Пришла очередь Матаушаса кормить меня обедом. Ох уж этот Матаушас, хитрющий кот-Мурлыка! Люди правильно говорят: у кого всего вдоволь, тот всегда недоволен, на жизнь жалуется. И Матаушас из таких. Вся деревня у него шьет, даже из других сел приезжают. Платят ему и деньгами, и подарки возят. А он сам и жена его Морта все плачутся: мол, жить тяжело, никак концов с концами не сводят. А уж скуп Матаушас — другого такого поискать. Про таких у нас говорят: у нищего палку отнимет. Где уж ему другого угостить — сам недоедает. Очень я не люблю у них есть, а по правде сказать, там и не наешься. Так что после их угощения я бегу со всех ног домой и там уписываю за обе щеки то, что наготовила мама. И ведь не скажешь, что Морта сажает гостя за пустой стол. Полно на этом столе тарелок и плошек, но еда в них на самом донышке и до того пресная, что и смотреть на нее неохота, не то что есть. Каша из тертой картошки никак не лезет мне в горло, хоть Морта и кидает в тарелку парочку шкварок для запаха.

«На что Мурлыке столько денег, ума не приложу? — говорит моя мама. — Ну, земли прикупит, ну, дом в городе построит... Да зачем столько добра бездетному? Взял бы мальчонку из приюта или девочку, доброе дело сделал бы...» Многие так рассуждают, но только между собой, а сказать такое в глаза Матаушасу никто не решится. Неловко как-то, обидится человек. Или даже рассердится, а там и откажет, когда придешь насчет костюма или пальто. Другого такого мастера в наших краях нет. Мурлыка даже платья шьет и всякие модные, затейливые жакеты, душегрейки. Не хуже покупных выглядят сшитые им вещи.

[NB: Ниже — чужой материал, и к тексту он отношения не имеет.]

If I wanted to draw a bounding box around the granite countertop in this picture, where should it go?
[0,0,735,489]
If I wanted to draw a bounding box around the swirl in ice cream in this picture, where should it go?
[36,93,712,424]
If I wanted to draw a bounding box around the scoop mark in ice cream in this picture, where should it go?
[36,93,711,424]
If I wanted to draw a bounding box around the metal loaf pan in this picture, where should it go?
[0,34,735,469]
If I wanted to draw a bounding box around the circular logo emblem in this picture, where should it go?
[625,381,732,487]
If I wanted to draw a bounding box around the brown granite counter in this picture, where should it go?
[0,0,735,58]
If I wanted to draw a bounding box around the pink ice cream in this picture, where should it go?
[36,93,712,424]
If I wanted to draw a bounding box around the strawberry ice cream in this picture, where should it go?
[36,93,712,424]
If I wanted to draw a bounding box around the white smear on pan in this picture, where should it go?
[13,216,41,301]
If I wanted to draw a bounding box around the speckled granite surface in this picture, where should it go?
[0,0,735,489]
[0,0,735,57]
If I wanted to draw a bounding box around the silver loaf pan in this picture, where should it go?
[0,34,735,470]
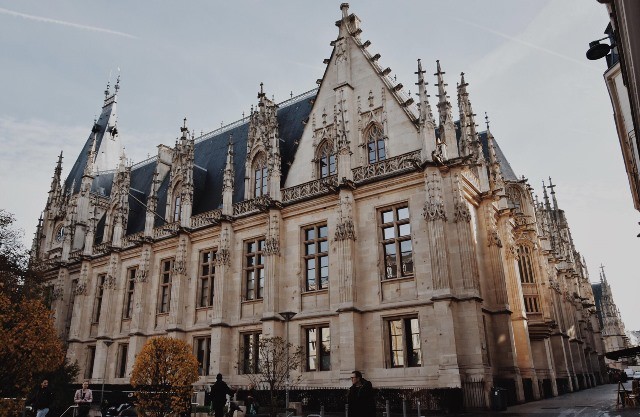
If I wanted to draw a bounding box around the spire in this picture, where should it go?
[458,72,482,159]
[548,177,558,210]
[434,61,458,159]
[415,59,436,130]
[83,127,100,177]
[222,140,234,191]
[49,151,62,193]
[542,181,551,212]
[485,113,504,189]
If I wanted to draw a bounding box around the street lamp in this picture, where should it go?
[279,311,296,415]
[100,340,113,409]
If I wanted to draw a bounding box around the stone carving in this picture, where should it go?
[263,237,280,255]
[214,248,231,266]
[334,219,356,240]
[422,172,447,222]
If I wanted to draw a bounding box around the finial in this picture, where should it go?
[340,3,349,20]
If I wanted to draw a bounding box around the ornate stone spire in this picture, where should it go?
[434,61,458,159]
[222,138,235,216]
[458,72,482,160]
[416,60,437,161]
[485,113,504,191]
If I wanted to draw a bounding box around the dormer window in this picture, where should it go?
[54,224,64,243]
[318,140,336,178]
[253,154,269,197]
[365,123,387,164]
[173,194,182,222]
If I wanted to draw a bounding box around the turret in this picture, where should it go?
[434,61,459,160]
[416,60,437,162]
[222,139,235,216]
[458,72,482,158]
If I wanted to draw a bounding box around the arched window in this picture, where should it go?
[518,245,536,284]
[173,193,182,222]
[365,123,387,164]
[253,154,269,197]
[318,140,336,178]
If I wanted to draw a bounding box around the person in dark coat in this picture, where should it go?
[211,374,235,417]
[347,371,376,417]
[31,379,53,417]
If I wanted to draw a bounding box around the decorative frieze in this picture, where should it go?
[353,151,420,183]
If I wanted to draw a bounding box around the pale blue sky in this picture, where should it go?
[0,0,640,329]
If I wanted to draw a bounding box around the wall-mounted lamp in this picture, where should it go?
[587,36,615,61]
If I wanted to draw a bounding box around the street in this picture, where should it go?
[469,382,640,417]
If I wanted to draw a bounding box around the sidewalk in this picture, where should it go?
[465,382,640,417]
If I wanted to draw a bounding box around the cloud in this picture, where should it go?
[0,7,138,39]
[455,18,602,72]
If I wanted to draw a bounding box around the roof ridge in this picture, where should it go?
[194,88,319,143]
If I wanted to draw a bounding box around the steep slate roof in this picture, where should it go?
[479,131,518,181]
[105,92,315,235]
[64,104,112,195]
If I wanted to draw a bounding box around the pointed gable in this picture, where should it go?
[285,4,421,187]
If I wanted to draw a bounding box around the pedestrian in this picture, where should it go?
[347,371,376,417]
[73,381,93,417]
[211,374,235,417]
[31,379,53,417]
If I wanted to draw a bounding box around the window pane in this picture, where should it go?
[382,226,396,240]
[398,223,411,236]
[305,243,316,255]
[389,320,404,367]
[305,227,316,240]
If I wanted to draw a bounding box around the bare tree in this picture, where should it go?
[238,337,304,417]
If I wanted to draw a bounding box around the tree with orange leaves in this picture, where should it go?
[131,337,198,417]
[0,209,65,417]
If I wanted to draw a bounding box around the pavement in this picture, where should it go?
[464,382,640,417]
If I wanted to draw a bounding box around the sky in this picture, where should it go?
[0,0,640,330]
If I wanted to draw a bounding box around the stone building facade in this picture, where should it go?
[34,4,604,402]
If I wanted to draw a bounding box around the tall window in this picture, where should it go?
[304,224,329,291]
[253,154,269,197]
[84,346,96,379]
[518,245,536,283]
[173,193,182,222]
[245,239,264,300]
[158,259,173,313]
[193,336,211,376]
[122,268,137,319]
[91,274,107,323]
[380,205,413,279]
[387,317,422,368]
[366,123,387,164]
[318,140,336,178]
[306,325,331,371]
[64,279,78,335]
[197,250,216,307]
[116,343,129,378]
[241,332,262,374]
[524,295,540,313]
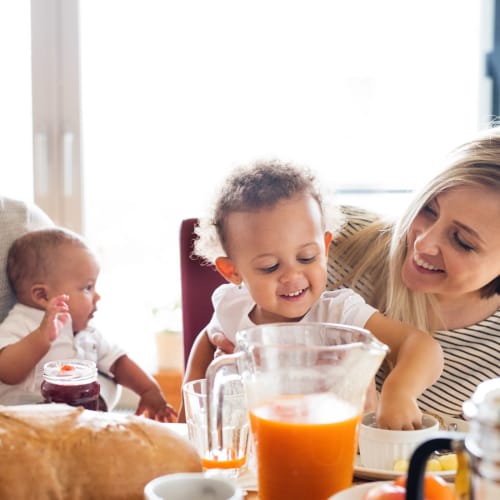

Вот солнце поднялось высоко. Полдень. Мне пора на обед к Матаушасу. Я поставил свой кнут в углу сеней. Мог бы, конечно, оставить его в шалаше, но я люблю ходить с кнутом, так веселей. Можно по дороге постегать крапиву, малость подразнить деревенских собак или просто похлопать по пыли. Кнут для пастуха все равно что для солдата оружие, без него пастух ни шагу не сделает. Я вошел в комнату, Мурлыка сидел за машиной и быстро-быстро строчил, а толстая Морта гладила только что сшитое платье, водила горячим утюгом туда-сюда, сама вся красная, потная.

— Ах ты, солнышко, дитя малое, — пропела она. — Уже и обед! Ну-ка, садись за стол, я сейчас... Пока уголья не остыли, доглажу, кончу работу... Обожди...

Я сел на лавку возле кухонного стола и стал смотреть, как работают портной и его жена. Очень щекотало в носу от острого запаха нафталина, шерсти. Я чихнул.

— Будь здоров! — кивнула Морта.

— Спасибо, тетя!

Все-таки Матаушас мне нравится. Он такой особенный: на шее болтается длинный метр, лицо такое важное, строгое. И работа его мне нравится, и то, как ловко он управляется со швейной машиной, и как она слушается его. Пока вертится колесо, бежит шов, ползет из-под лапки машины ткань, Матаушас и головы не поднимет, ни на кого не взглянет. Когда Матаушас заправляет нить в челнок, меняет катушку, наматывает нить на шпульку, он тихо что-то напевает себе под нос. Может, за это и прозвали его Мурлыкой? Мне он тогда кажется и веселым, и добрым. Зря, наверное, люди считают портного скупердяем. Другое дело — его жена, толстая Морта. Вцепилась в свои утюги, оторваться не может. А мне ведь некогда, мне на луг надо, скоро коровы встанут, и Симонасу трудно будет одному за ними присматривать. Я снова чихнул, но теперь уже нарочно — вдруг она про меня забыла.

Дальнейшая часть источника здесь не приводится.